Hija, si en algún momento,
mientras estás ocupada en crecer,
-dura y lícita tarea-
puedes mirarme a los ojos,
hazlo.

No te dejes las preguntas
para cuando sea la misma voz
la que cuestione y la que responda.

Mira que en esta familia
tenemos la dolorosa costumbre
de conocernos mejor de muertos.

lunes, abril 02, 2007

Esticomancia

Sabía que existía, pero no sabía que tenía este nombre.
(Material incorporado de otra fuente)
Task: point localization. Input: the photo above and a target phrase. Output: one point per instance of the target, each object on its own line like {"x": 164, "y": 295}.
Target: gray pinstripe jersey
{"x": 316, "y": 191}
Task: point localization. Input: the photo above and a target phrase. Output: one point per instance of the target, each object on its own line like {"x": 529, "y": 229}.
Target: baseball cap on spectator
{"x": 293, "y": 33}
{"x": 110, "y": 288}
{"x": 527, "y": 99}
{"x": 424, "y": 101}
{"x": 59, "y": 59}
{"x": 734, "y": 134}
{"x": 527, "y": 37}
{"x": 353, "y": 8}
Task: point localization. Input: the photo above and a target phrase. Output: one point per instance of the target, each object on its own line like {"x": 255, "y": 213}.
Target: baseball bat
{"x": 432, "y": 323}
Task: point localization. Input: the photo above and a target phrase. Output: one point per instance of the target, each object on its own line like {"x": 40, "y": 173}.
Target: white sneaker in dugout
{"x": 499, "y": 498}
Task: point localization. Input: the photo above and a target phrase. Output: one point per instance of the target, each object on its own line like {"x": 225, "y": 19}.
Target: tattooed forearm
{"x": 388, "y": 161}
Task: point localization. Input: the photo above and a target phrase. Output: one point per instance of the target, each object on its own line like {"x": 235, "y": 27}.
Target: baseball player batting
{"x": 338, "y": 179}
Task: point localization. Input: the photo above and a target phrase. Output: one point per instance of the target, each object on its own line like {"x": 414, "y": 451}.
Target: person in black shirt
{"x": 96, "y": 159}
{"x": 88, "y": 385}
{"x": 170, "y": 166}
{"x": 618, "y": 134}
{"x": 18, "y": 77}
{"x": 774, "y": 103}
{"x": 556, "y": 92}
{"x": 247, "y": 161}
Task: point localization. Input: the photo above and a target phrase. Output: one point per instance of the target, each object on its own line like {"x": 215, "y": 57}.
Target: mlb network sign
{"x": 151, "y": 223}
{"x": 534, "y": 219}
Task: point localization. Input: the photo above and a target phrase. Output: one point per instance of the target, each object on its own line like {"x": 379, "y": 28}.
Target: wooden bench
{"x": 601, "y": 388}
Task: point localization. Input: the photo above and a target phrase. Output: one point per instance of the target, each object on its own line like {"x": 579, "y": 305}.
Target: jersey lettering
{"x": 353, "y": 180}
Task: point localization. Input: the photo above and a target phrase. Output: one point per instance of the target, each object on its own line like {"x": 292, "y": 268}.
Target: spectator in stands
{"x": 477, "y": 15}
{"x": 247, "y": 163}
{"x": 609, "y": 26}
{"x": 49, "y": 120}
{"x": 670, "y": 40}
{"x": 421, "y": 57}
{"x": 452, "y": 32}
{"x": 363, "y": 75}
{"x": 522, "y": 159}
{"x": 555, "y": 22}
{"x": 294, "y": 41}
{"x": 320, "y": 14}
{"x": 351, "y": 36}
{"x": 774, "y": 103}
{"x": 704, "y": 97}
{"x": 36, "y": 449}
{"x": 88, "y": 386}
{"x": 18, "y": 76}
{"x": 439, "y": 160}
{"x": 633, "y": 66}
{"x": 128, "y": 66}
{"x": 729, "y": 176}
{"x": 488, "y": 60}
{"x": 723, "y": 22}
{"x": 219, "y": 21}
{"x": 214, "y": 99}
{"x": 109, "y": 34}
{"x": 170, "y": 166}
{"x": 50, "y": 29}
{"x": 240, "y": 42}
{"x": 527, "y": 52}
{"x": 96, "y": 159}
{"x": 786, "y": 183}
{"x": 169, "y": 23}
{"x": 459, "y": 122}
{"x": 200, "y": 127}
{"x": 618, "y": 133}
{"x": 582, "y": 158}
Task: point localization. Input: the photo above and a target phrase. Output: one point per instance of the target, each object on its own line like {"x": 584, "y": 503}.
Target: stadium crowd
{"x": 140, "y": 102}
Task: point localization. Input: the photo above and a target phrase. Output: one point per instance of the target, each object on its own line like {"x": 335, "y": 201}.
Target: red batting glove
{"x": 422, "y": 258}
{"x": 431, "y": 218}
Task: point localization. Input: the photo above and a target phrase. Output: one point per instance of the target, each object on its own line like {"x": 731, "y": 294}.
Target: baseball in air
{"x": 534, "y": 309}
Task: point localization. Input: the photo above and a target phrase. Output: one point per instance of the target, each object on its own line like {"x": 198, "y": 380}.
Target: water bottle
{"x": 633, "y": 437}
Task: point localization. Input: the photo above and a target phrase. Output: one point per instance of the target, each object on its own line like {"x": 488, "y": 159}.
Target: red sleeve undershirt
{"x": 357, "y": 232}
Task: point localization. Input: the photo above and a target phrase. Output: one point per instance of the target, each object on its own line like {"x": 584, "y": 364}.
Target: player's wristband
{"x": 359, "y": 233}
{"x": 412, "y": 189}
Es el arte adivinatorio que consiste en elegir un libro al azar y abrirlo por una página cualquiera, y leer el párrafo sobre el que posamos la mirada como si fuera la respuesta a nuestra pregunta. Yo lo había practicado alguna vez con el I Ching, cuando me daba pereza echarme las monedas. El I Ching, de todas formas, es un libro con unas imágenes y mensajes tan maravillosos que el azar siempre le sienta bien. Más que azar, creo que lo interviene es eso que Jung llamaba sincronicidad, que yo nunca sé muy bien explicar qué es, pero que satisface más a los escépticos. Bueno, toda esta introducción para proponeros un juego: practiquemos la esticomancia y contémonos los resultados. Hagamos nuestra antología de instantes azarosos. Yo empezaré esta misma tarde.

Frase de McEwan

Leo esta frase de Ian McEwan: "La extrema crueldad es una falla de la imaginación". Es decir, la incapacidad para ponerse en la piel del otro. Había oído algo parecido en un documental sobre psicópatas que vi en televisión. Pero me ha parecido interesante la forma en que lo expresa y sintetiza McEwan.